If they were to take your very lives, it still rests with you to
be more than revenge, more than hate, more than war has been. You
must not wish the same upon them as they give you. You must wish
that they will live to one day belong beside you among freer minds
and freedom of action, to know the life that you enjoy and now defend.
In
the days to come you will be tempted toward fear, and hatred, and
vengeance. Watch for this time, and do not give in to it. There
is nothing to hate, but the hatred and fear and vengeance that waits
to destroy us, out there. There is nothing to fear, but giving in
to it. There is no vengeance you need, except the work that will
follow this war to heal wounds, rebuild, and change the minds of
those who now cry out for your blood, out there in the Old World,
the world of the past that would doom the future.
I
see the fear and uncertainty in your eyes - for now we turn to face
a new challenge. And something new is unfamiliar, which is uncertain.
And the challenge is war. And war is frightening. And we are unproven
at defending ourselves in war; our brave experiment is untested.
But reassure yourselves, take heart and believe even now in what
has already proven itself to you. In everything else we have tried
to do alone or in cooperation, we have been more successful, and
proven the wisdom of the way we live. We have all become stronger.
Have no fear that in this conflict, we will somehow be powerless
because we have not subjugated ourselves to statehoods devoted to
war. Our freedom, our personal independence, our unshackled way
of life make us stronger and more successful in all things, and
we will show them how we can fight.
For
this freedom, we fight.
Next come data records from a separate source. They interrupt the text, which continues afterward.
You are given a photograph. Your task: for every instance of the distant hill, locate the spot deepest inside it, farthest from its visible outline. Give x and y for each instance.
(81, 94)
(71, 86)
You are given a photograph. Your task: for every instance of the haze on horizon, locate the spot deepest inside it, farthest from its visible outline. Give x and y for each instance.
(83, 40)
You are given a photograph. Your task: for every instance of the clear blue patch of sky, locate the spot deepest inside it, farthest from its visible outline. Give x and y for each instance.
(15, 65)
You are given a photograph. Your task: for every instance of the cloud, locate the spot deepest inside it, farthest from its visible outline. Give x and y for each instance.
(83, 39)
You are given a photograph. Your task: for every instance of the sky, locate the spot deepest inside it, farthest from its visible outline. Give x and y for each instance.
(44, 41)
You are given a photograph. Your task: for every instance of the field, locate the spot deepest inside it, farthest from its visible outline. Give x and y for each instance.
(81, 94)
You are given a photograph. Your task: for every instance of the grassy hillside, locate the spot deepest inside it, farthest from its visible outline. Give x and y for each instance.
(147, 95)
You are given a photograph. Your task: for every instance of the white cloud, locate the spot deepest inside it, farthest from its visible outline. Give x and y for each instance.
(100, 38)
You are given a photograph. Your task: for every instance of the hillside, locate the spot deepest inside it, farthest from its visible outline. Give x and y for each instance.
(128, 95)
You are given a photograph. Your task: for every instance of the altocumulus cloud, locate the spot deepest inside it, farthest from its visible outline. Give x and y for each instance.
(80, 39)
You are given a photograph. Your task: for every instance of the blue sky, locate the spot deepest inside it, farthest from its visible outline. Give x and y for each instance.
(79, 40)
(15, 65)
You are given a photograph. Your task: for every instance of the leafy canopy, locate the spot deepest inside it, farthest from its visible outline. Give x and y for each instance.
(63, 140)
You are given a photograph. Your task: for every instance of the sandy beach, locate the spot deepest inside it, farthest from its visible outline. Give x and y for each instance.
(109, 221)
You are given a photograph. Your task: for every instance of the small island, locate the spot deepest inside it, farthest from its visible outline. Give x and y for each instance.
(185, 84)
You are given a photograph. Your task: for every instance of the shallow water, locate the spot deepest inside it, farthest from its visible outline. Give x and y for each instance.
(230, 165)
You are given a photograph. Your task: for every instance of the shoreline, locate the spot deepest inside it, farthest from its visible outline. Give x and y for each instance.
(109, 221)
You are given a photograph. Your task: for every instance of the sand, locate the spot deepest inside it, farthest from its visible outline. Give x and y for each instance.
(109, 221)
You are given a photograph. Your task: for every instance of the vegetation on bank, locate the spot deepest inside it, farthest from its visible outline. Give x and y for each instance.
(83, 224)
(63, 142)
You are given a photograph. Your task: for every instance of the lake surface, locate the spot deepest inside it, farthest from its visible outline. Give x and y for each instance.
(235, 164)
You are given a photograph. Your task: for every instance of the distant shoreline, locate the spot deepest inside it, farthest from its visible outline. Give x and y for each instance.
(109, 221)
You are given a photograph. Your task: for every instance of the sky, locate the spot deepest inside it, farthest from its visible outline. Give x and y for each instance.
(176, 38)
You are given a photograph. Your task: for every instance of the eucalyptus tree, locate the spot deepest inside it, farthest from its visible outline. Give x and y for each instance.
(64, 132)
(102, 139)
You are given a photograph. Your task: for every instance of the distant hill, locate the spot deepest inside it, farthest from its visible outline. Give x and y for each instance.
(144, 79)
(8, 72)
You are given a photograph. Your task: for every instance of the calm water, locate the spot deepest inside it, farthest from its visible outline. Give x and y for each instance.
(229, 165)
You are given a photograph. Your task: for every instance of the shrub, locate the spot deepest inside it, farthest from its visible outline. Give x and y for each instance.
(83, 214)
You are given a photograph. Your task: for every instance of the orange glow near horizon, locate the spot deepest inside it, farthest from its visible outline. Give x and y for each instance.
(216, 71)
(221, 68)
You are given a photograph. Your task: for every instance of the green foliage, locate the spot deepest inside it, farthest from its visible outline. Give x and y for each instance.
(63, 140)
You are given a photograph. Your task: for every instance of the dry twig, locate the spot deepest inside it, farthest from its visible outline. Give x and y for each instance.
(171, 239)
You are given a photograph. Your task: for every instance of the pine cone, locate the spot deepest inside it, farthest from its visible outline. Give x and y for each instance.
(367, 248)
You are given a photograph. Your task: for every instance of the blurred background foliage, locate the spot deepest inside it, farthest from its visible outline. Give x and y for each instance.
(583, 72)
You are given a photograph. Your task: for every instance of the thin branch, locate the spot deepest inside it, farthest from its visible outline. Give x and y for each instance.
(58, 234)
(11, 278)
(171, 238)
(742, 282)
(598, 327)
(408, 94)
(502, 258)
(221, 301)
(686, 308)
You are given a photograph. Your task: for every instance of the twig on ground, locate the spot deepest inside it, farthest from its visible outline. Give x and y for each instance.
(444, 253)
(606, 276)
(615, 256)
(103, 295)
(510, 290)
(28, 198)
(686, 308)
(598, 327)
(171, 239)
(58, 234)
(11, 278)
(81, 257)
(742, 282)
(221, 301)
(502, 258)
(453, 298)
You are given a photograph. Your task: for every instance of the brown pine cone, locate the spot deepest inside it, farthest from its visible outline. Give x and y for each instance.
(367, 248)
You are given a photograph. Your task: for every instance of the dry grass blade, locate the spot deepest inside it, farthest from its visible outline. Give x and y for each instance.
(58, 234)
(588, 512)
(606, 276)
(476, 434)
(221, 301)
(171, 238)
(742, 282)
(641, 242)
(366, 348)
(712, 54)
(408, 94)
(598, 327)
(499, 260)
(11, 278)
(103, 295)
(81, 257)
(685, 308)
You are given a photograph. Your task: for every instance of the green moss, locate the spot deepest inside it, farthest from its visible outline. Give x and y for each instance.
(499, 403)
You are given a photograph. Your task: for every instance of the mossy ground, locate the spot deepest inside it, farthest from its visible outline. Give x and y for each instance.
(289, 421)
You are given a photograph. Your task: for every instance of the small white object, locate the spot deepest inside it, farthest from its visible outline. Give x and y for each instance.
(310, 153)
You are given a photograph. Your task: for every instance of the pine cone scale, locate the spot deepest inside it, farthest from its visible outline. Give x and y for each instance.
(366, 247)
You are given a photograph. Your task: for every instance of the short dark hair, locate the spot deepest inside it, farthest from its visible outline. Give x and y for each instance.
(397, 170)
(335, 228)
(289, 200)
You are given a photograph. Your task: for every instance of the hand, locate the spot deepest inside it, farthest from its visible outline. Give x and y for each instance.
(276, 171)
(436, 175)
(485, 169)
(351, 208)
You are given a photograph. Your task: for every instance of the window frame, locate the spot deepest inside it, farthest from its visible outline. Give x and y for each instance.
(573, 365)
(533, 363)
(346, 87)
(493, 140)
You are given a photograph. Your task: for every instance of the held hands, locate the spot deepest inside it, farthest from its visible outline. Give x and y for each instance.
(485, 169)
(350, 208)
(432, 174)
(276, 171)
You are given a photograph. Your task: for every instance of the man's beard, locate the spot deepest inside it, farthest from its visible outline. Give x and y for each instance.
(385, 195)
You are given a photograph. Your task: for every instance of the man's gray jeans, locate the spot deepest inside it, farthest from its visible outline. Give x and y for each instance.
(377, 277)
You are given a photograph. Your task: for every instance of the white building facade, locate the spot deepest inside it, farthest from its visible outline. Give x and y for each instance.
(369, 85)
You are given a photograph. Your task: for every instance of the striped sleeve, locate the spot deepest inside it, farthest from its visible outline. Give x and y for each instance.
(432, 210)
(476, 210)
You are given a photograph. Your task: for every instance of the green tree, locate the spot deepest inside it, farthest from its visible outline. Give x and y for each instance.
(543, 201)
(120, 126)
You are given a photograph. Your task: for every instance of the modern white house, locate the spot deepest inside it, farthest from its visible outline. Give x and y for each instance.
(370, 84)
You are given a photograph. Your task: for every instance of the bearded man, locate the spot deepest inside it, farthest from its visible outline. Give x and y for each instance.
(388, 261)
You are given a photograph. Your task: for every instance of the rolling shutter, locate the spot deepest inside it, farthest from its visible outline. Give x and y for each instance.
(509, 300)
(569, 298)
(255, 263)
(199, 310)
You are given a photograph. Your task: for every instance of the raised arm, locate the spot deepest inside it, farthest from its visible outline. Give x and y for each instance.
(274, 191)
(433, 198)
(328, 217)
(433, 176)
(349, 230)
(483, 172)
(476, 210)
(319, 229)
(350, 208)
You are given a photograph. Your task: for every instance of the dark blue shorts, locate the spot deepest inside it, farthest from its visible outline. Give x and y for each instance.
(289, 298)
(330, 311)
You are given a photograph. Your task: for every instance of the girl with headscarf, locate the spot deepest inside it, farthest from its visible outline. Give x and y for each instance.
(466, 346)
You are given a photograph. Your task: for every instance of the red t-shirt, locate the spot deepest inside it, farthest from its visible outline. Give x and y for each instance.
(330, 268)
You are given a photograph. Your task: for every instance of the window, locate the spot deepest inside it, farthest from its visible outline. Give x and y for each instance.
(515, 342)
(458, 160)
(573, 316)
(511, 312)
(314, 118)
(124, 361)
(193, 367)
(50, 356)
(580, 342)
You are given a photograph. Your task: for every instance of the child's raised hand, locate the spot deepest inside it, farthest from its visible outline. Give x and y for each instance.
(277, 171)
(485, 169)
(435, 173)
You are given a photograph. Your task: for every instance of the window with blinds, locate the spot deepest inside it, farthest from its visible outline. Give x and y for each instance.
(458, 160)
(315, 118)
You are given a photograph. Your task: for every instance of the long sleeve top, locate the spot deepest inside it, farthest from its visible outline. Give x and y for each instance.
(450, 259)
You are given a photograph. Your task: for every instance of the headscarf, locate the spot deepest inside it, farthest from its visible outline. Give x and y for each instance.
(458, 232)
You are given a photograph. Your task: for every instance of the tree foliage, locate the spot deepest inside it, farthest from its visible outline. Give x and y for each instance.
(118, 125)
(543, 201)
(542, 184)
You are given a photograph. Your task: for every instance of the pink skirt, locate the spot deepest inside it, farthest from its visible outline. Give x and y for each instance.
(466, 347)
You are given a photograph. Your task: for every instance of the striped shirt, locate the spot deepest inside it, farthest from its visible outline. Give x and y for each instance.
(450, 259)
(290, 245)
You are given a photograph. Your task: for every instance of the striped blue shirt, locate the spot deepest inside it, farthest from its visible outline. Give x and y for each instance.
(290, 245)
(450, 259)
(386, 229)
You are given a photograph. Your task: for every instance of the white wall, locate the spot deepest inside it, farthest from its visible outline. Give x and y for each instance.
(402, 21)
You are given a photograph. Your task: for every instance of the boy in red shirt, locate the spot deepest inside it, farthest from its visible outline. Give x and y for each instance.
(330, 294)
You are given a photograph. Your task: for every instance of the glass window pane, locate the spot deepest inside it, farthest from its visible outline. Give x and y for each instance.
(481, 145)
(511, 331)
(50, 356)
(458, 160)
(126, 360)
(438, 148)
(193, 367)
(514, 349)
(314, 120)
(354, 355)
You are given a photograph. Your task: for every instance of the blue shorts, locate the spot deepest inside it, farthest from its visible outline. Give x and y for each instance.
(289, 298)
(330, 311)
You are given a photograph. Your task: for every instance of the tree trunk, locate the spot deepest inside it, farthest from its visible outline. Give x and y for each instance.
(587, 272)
To defend our lives, we fight. To defend
everything we have built, we fight.
But
we must fight without hatred for our opponent. We must remember
that they are men and women and children like us. Their casualties
are like our casualties, their suffering is like our suffering.
We do not win by harming them. Our victory comes only when the death
and pain of this war ends and the healing begins.
The
moment we can, we will lay down our arms and extend an open hand.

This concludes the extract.